The Ministry of External Affairs spokesperson Vikas Swarup said on Thursday that India had asked the World Bank to appoint a Neutral Expert, while Pakistan had demanded a Court of Arbitration to resolve the dispute on Kishenganga and Ratle hydroelectric projects.
“Inexplicably, the World Bank has decided to continue to proceed with these two parallel mechanisms simultaneously. India cannot be party to actions which are not in accordance with the Indus Waters Treaty,” he said, adding, “The Government will examine further options and take steps accordingly.”
It, effectively, means that while India will cooperate with the Neutral Expert, the Court of Arbitration will get no Indian participation.
Indian officials are now raising questions on whether the IWT remains viable. “World Bank’s illegal action has brought into question workability of the Indus Waters Treaty,” sources said.
The wrinkle with the World Bank takes place just as Indian government had made significant remarks about the Indus Water Treaty following the strain in relations with Pakistan. At a high-powered meeting on September 26, Prime Minister Narendra Modi sad that “blood and water cannot flow at the same time”. The meeting had also agreed to set up an “inter-ministerial task force for expeditious implementation of rights by India pertaining to the western rivers”.
It is, however, understood that the government is not looking at unilaterally revoking the Indus Waters Treaty.
Sources pointed out that the current issue arises as World Bank had violated the hierarchy of different dispute resolution mechanisms enshrined in Article IX of the Indus Water treaty.
At first level is the bilateral Permanent Indus Commission (PIC), followed by the Neutral Expert (NE). The Neutral Expert is appointed on request by either country if the PIC cannot resolve an issue.
The Neutral Expert can refer differences for resolution to a seven-member Court of Arbitration, which will included arbitrators nominated by India and Pakistan.
In 2013, a Court of Arbitration had ruled against Pakistan’s plea that Kishanganga hydroelectric project cannot be built in a tributary diversion.
Despite this, Pakistan had continued to raise objections about technical design parameters like pondage.
“Pakistan first suggested Neutral Expert even in 2015, which it rescinded later. It notified its intention to India to move for COA. India didn’t agree to this because there are design matters, preferably addressed by PIC, or at the most by NE,” official sources said.
Pakistan then approached World Bank in August this year to appoint a Court of Arbitration.

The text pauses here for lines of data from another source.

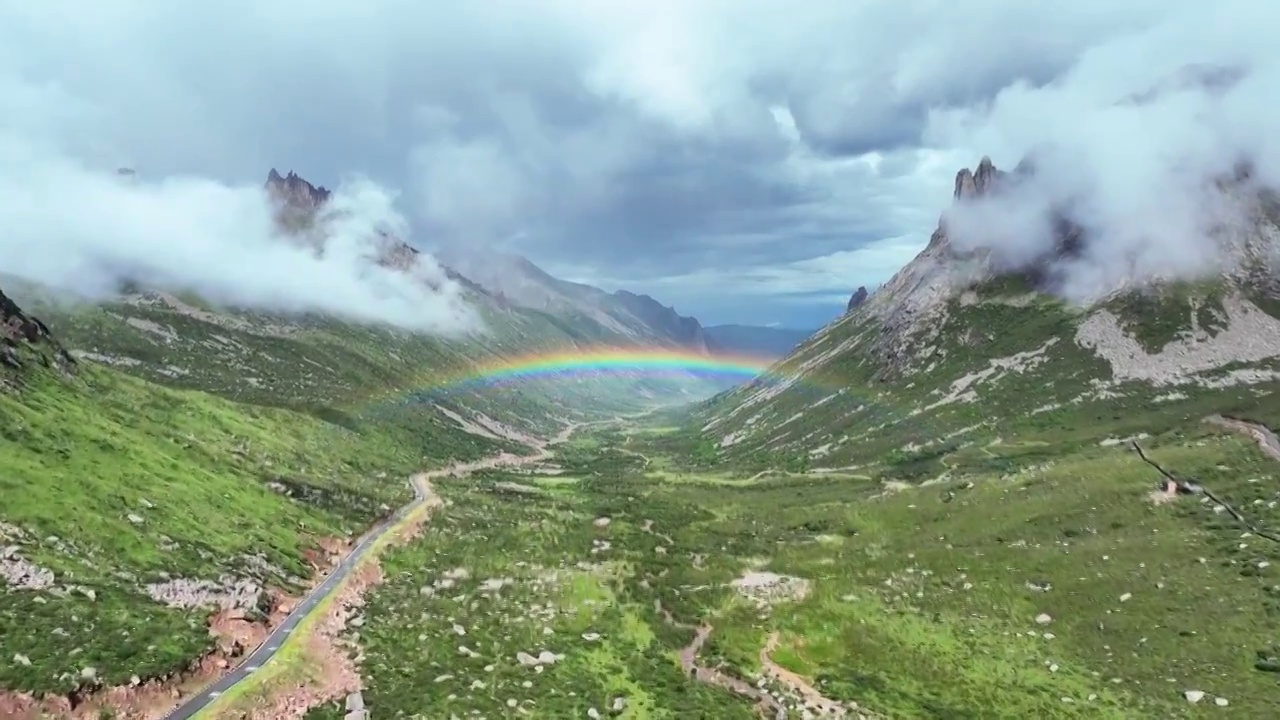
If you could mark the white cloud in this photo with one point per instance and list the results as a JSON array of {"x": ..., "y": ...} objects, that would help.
[
  {"x": 86, "y": 231},
  {"x": 1137, "y": 176},
  {"x": 631, "y": 139}
]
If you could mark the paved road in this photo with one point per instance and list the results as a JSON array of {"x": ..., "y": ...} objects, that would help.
[{"x": 272, "y": 645}]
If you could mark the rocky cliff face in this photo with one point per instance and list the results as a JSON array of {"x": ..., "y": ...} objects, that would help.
[
  {"x": 856, "y": 299},
  {"x": 300, "y": 209},
  {"x": 685, "y": 331},
  {"x": 24, "y": 337}
]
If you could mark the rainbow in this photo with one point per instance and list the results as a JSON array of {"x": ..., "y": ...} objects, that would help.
[{"x": 604, "y": 363}]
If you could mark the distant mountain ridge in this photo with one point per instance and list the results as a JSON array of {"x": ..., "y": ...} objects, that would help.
[
  {"x": 516, "y": 279},
  {"x": 755, "y": 341}
]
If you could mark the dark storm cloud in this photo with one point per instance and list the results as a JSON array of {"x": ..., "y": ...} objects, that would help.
[{"x": 759, "y": 147}]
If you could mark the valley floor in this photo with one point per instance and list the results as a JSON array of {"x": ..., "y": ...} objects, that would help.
[{"x": 609, "y": 582}]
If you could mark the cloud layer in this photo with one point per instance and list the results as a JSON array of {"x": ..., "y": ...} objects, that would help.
[
  {"x": 746, "y": 159},
  {"x": 86, "y": 232},
  {"x": 1132, "y": 153}
]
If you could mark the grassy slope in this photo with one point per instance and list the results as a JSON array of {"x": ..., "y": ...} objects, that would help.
[
  {"x": 330, "y": 411},
  {"x": 848, "y": 413},
  {"x": 81, "y": 455},
  {"x": 923, "y": 604}
]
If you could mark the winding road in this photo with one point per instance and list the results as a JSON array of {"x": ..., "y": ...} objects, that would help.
[
  {"x": 423, "y": 493},
  {"x": 272, "y": 645}
]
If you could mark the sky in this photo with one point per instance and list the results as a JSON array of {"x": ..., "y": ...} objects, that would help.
[{"x": 744, "y": 160}]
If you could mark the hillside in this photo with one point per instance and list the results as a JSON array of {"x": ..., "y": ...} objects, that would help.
[
  {"x": 336, "y": 368},
  {"x": 997, "y": 500},
  {"x": 181, "y": 470},
  {"x": 954, "y": 351},
  {"x": 137, "y": 516},
  {"x": 592, "y": 311}
]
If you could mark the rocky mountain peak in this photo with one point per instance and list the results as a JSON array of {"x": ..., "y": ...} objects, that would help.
[
  {"x": 856, "y": 299},
  {"x": 292, "y": 190},
  {"x": 981, "y": 181},
  {"x": 19, "y": 332},
  {"x": 684, "y": 329}
]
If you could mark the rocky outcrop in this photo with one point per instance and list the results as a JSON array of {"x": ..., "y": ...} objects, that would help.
[
  {"x": 856, "y": 299},
  {"x": 976, "y": 183},
  {"x": 295, "y": 191},
  {"x": 298, "y": 210},
  {"x": 23, "y": 337}
]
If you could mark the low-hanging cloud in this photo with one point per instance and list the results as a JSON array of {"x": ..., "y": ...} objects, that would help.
[
  {"x": 87, "y": 231},
  {"x": 648, "y": 140},
  {"x": 1134, "y": 147}
]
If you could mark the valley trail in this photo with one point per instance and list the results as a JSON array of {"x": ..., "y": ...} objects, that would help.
[{"x": 424, "y": 496}]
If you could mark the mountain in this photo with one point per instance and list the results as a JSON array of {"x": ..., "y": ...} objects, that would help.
[
  {"x": 755, "y": 341},
  {"x": 593, "y": 311},
  {"x": 179, "y": 470},
  {"x": 960, "y": 347}
]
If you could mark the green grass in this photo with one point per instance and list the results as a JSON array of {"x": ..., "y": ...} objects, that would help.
[
  {"x": 209, "y": 484},
  {"x": 923, "y": 601}
]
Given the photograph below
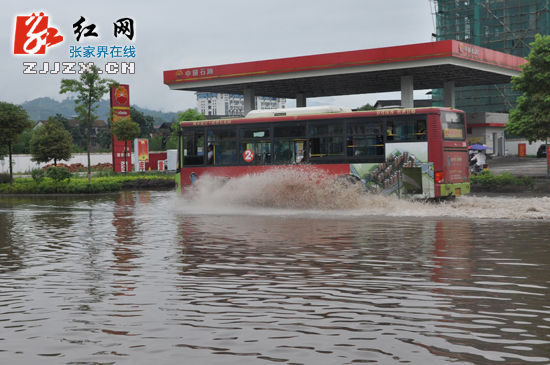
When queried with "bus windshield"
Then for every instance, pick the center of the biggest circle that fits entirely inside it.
(452, 125)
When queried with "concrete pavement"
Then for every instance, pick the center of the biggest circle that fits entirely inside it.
(535, 167)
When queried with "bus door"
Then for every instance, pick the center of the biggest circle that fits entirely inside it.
(299, 146)
(193, 147)
(455, 153)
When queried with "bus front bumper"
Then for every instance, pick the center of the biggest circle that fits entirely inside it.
(456, 189)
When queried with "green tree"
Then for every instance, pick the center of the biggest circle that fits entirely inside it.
(146, 123)
(51, 141)
(13, 121)
(23, 146)
(531, 118)
(367, 106)
(125, 130)
(89, 89)
(60, 118)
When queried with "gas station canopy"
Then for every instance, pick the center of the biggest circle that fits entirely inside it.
(444, 64)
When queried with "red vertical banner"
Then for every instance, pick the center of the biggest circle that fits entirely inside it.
(522, 149)
(120, 106)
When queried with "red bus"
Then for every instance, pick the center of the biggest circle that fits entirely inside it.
(418, 152)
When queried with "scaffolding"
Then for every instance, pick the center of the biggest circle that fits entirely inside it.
(507, 26)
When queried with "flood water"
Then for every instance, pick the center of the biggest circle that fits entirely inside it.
(150, 278)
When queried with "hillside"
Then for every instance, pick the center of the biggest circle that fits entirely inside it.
(42, 108)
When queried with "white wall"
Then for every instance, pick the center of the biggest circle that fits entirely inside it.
(531, 149)
(23, 163)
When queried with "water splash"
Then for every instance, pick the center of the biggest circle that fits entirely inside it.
(290, 191)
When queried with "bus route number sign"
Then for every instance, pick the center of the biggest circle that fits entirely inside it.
(248, 155)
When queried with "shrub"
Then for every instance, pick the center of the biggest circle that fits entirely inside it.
(38, 175)
(58, 173)
(487, 179)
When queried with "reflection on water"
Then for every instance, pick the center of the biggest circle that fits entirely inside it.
(142, 277)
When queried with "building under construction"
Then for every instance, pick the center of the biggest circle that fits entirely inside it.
(503, 25)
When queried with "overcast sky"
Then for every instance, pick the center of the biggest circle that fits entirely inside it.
(177, 34)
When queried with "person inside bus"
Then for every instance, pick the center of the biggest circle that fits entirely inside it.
(210, 154)
(480, 160)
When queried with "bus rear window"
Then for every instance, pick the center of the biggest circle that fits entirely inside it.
(452, 125)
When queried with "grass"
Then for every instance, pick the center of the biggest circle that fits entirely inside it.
(488, 180)
(80, 184)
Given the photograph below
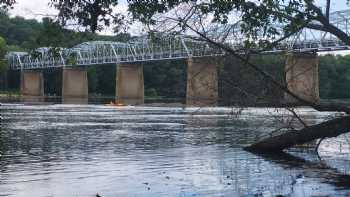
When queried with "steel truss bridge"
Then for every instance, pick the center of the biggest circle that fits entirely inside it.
(169, 47)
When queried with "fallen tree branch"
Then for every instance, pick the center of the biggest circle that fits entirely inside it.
(328, 129)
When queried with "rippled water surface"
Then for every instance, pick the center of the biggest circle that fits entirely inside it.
(72, 150)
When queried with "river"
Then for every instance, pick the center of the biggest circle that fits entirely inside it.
(84, 150)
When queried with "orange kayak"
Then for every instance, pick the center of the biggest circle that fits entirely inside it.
(115, 104)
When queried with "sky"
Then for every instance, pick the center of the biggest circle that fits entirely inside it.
(37, 9)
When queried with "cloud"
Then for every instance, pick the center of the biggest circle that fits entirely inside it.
(33, 9)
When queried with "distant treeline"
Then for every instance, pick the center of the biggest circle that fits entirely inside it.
(166, 79)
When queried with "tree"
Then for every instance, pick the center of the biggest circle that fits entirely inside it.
(263, 24)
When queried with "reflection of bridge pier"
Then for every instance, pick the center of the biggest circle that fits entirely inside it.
(74, 85)
(32, 85)
(302, 76)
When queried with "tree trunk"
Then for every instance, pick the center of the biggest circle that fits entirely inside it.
(331, 128)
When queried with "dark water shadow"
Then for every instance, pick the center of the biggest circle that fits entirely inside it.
(310, 169)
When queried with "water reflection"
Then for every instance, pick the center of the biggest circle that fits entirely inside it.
(82, 150)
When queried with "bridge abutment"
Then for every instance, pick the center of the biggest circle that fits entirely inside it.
(202, 82)
(32, 85)
(74, 85)
(130, 84)
(302, 77)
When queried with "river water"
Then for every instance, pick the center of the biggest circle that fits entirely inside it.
(84, 150)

India said that Pakistan’s demand was in “violation of treaty provision and procedure” as disputes related to design matters were preferably addressed by Permanent Indus Commission, or at most by the Neutral Expert.
In the same month, India also informed at the level of Permanent Indus Commission that the dispute should be addressed by a Neutral Expert.
“This was after a meeting of water secretaries of the two countries, which India offered out of good will, in July did not address the matter due to Pakistan’s intransigence as it had already decided to go for Court of Arbitration,” sources said.
The World Bank, faced with two requests from India and Pakistan, decided to agree to both – appointing a Neutral Expert and setting up a Court of Arbitration.
Indian sources said that World Bank was clearly advised that this would be illegal. As per the Treaty’s Article IX (6), while the Neutral Expert is dealing with a dispute, other mechanisms for settlement of differences and disputes will not address the same matter.